Desde antes de que los poderes fácticos entronizaran a la nueva administración el régimen emprendió una vasta tarea de ajuste del marco legal que empezó, en las últimas semanas de la administración calderonista, por una contrarreforma laboral. Luego, para ponerle una máscara democrática a la dictadura del dinero y de los medios, se urdió el llamada Pacto por México: un libreto por medio del cual las tres principales organizaciones partidistas con registro habrían de dar cobertura parlamentaria a un nuevo ciclo de reformas neoliberales. Al participar en la farsa panistas y perredistas no tenían nada que perder –salvo votos, pero en el estado actual de los procesos electorales simulados eso no importa gran cosa– y muchos recursos que ganar. Como se ha documentado posteriormente, las sucesivas votaciones de las reformas peñistas han estado aceitadas por carretadas de dinero público.

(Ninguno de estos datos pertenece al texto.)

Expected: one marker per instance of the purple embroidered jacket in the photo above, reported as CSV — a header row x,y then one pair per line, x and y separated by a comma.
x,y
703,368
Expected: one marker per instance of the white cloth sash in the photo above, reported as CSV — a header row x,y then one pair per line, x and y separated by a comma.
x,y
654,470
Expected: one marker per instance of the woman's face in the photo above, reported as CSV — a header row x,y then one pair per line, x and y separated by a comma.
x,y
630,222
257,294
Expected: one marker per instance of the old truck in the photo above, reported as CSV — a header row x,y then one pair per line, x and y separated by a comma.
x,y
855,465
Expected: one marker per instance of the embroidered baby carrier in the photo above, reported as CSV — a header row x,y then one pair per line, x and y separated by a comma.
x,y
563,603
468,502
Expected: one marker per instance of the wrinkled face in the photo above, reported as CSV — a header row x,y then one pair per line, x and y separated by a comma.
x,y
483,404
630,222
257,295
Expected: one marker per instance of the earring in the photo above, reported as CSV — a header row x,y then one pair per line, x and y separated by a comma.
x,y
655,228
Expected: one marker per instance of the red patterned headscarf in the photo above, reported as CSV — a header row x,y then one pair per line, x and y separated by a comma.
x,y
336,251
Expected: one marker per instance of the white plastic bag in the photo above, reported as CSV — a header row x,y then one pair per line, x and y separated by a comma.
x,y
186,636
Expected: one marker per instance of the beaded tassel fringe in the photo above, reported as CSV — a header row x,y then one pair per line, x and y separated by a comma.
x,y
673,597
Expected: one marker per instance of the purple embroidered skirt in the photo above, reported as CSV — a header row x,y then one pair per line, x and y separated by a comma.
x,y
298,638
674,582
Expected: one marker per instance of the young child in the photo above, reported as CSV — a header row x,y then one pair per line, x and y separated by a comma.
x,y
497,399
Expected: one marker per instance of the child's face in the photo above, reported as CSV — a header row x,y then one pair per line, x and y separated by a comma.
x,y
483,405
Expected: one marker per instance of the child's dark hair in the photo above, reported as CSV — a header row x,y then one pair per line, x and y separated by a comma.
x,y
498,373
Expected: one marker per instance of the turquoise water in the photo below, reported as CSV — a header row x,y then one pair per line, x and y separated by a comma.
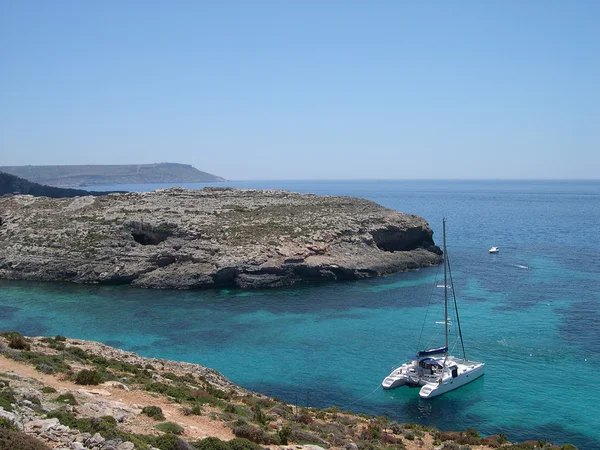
x,y
531,312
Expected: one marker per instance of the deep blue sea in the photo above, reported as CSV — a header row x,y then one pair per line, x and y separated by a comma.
x,y
531,312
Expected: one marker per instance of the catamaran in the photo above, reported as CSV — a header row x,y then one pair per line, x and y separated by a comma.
x,y
434,369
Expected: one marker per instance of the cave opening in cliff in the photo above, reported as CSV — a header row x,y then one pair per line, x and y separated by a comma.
x,y
145,239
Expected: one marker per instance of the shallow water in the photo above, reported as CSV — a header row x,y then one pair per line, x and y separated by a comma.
x,y
531,312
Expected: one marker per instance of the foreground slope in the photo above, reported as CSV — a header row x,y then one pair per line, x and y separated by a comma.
x,y
215,237
78,395
95,175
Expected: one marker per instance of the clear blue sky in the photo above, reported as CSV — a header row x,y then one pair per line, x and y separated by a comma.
x,y
305,89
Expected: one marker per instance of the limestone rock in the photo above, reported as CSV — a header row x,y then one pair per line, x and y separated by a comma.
x,y
215,237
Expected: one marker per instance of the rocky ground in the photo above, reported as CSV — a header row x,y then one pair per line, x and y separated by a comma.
x,y
58,393
215,237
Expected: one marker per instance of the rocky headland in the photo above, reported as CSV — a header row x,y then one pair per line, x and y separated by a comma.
x,y
215,237
13,185
103,174
69,394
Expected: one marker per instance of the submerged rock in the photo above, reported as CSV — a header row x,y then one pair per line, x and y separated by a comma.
x,y
215,237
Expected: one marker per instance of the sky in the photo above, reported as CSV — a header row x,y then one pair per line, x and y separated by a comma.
x,y
311,89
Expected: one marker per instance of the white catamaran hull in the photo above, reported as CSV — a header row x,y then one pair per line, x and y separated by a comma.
x,y
473,371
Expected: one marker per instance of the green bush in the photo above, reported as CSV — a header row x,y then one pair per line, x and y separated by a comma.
x,y
15,440
170,427
243,444
16,341
88,377
211,443
170,442
67,398
7,397
253,433
6,424
284,434
153,411
196,410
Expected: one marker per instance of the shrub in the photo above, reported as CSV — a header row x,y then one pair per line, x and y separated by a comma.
x,y
7,424
243,444
15,440
16,341
7,397
67,398
154,412
88,377
253,433
284,434
450,446
65,418
211,443
259,415
79,353
196,410
170,427
170,442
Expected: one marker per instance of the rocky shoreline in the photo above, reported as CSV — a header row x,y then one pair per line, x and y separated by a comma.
x,y
215,237
141,403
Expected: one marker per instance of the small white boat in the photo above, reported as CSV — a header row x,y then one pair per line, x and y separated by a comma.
x,y
434,370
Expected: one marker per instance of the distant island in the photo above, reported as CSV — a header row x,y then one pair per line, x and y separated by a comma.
x,y
215,237
13,185
100,175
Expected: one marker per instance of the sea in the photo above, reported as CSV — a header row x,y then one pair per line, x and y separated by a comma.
x,y
531,312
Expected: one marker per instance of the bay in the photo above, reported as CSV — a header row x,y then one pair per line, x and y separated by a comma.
x,y
531,312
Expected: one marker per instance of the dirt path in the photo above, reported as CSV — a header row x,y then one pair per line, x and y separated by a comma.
x,y
195,426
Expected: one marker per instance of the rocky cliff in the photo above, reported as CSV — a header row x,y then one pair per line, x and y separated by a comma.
x,y
12,185
215,237
94,175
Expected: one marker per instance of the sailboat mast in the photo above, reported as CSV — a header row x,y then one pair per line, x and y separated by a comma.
x,y
445,287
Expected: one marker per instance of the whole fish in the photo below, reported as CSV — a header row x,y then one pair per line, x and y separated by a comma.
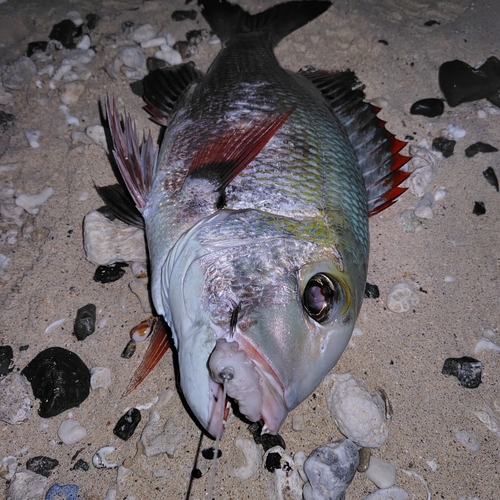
x,y
256,213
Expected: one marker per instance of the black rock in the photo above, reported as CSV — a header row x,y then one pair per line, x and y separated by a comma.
x,y
153,63
444,146
266,440
6,357
129,350
196,473
85,322
427,107
59,379
64,32
371,291
108,274
42,465
182,15
6,120
209,453
491,177
137,88
479,208
479,147
468,370
36,47
91,21
460,82
127,424
80,465
273,462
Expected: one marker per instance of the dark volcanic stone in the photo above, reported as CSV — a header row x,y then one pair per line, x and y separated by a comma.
x,y
80,465
85,322
59,379
444,146
42,465
479,147
460,82
427,107
129,350
491,177
108,274
6,357
273,462
468,370
64,32
182,15
479,208
266,440
127,424
36,47
209,453
371,291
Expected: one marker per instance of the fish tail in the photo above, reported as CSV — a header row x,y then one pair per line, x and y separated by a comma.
x,y
229,20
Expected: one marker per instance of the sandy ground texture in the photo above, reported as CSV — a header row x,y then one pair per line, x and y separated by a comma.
x,y
48,277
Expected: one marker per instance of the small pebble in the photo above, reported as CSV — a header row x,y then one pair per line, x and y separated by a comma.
x,y
371,291
85,322
59,379
428,107
479,208
381,473
64,32
33,136
491,177
401,298
479,147
6,357
15,403
468,370
111,273
182,15
129,350
100,378
66,492
42,465
80,465
99,459
70,431
127,424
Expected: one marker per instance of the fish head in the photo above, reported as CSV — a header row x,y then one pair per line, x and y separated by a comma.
x,y
259,311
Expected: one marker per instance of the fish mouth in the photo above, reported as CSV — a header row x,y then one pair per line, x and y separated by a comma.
x,y
247,377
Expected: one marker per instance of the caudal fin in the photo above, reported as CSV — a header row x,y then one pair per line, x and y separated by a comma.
x,y
229,20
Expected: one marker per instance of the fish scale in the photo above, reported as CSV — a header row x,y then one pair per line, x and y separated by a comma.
x,y
256,213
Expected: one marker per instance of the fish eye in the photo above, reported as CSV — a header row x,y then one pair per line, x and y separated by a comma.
x,y
322,297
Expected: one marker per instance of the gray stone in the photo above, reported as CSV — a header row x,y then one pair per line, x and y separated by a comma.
x,y
15,404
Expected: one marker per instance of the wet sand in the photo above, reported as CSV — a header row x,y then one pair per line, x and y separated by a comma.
x,y
49,278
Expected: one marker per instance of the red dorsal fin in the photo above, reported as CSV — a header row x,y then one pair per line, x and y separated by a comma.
x,y
158,346
223,158
136,162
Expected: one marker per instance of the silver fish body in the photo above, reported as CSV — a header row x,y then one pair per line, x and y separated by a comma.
x,y
260,275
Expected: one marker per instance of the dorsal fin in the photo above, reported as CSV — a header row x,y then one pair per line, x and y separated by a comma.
x,y
223,158
164,86
376,148
137,163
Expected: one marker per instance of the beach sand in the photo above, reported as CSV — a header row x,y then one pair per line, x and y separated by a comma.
x,y
48,277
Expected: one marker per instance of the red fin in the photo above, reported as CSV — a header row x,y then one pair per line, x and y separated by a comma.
x,y
137,163
158,346
223,158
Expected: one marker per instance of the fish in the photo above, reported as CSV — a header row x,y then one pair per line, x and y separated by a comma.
x,y
255,208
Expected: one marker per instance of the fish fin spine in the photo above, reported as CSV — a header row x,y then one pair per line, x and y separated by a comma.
x,y
136,162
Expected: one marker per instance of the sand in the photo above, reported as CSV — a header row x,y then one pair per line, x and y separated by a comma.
x,y
49,278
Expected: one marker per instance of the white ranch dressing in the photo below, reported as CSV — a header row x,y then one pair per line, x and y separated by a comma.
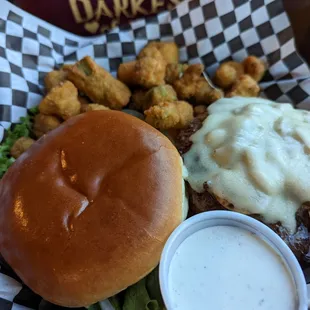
x,y
229,268
254,153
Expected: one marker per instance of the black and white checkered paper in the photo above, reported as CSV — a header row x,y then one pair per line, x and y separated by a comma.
x,y
206,31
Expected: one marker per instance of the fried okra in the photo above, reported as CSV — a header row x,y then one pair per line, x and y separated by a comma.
x,y
168,50
192,85
245,86
174,72
98,84
54,78
93,107
20,146
168,115
254,67
44,124
146,72
61,101
160,94
186,86
228,73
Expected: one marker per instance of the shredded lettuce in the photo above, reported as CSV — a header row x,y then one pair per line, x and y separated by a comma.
x,y
137,297
144,295
23,129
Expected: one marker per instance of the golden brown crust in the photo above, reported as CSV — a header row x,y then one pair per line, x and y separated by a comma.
x,y
168,51
54,78
244,86
90,208
98,84
227,73
254,67
44,124
61,101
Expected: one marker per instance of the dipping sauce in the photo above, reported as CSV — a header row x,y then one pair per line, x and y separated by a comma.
x,y
228,268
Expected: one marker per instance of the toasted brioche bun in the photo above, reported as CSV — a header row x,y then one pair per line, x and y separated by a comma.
x,y
86,211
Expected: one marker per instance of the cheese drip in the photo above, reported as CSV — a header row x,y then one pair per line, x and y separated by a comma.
x,y
255,154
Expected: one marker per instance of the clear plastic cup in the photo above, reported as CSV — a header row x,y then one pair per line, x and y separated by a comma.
x,y
229,218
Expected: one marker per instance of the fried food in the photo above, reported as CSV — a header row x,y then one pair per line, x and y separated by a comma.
x,y
61,101
138,99
93,107
98,84
186,86
205,94
192,85
167,115
44,124
20,146
126,72
254,67
199,109
149,72
54,78
174,72
168,50
245,86
160,94
227,74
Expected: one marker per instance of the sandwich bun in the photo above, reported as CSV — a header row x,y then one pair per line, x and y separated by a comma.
x,y
86,211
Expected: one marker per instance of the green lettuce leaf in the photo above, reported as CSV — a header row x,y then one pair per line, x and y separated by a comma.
x,y
94,307
23,129
137,297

En ese marco formal se ha operado una afectación mayúscula a la legislación laboral, se ha urdido la entrega del espectro radioeléctrico a corporaciones extranjeras, se ha dado manga ancha a las trasnacionales financieras para que expolien a placer a sus clientes y se ha establecido un aparato fiscal que multiplicará el saqueo a los causantes pequeños y medianos, y que mantiene el margen necesario de discrecionalidad para seguir perdonando impuestos a las personas físicas y morales acaudaladas. Ayer se votó, en lo general, una reforma electoral
que deja intacto el blindaje de la impunidad política para los representantes electos y que no avanza ni un milímetro hacia una democracia participativa. Falta la peor de todas las reformas: la que habrá de liquidar la industria petrolera ncional y entregará el control y el usufructo de los hidrocarburos del país a media docena de corporaciones energéticas depredadoras.
En todo lo que se orienta a incrementar los márgenes de ganancia del gran empresariado y las prebendas de la clase política, y a reducir derechos, conquistas y condiciones de ciudadanos, trabajadores y consumidores, el peñato ha sido muy eficaz. A sus operadores no habrá de importarles mucho que las redes sociales se cimbren a carcajadas ante cada nuevo dislate del protagonista principal –el más reciente, a reserva de lo que ocurra en las próximas horas, fue el haber confundido la ciudad chihuahuense de Ojinaga con la prefectura japonesa de Okinawa– en tanto la sociedad siga permitiendo la administración de la rapiña.
En cambio, del 1º de diciembre de 2012 al 1º de diciembre de 2013 el gobierno no ha hecho frente –y mucho menos resuelto– ninguno de los problemas nodales del país: la desigualdad, la pobreza de las mayorías, el estancamiento económico, el desempleo, la corrupción galopante y la seguridad pública que el calderonato dejó en pedacitos. Más bien estos asuntos se han agravado, de acuerdo con las cifras disponibles de desempeño del priísmo de vuelta en la Presidencia.
Este contraste lleva, necesariamente, a un ensanchamiento de la distancia entre las esferas institucionales y la población. De hecho, se ha vuelto común que la autoridad, o cuando menos el carisma del poder, resulte del todo insuficiente para convocar a la ciudadanía y se deba recurrir al acarreo máximo –además del ya tradicional blindaje militar y guaruresco– para tapar la soledad y el aislamiento de los gobernantes. Esa distancia se agudizará si el peñato consigue imponer la entrega de los recursos petroleros a las corporaciones energéticas privadas. Ultimadamente, ningún régimen puede sostenerse en el poder cuando sus márgenes de respaldo social se aproximan a cero, y no parece que el que padecemos se encuentre muy lejos de eso. En todo caso, en el primer año de Enrique Peña Nieto en Los Pinos ha avanzado mucho hacia ese objetivo.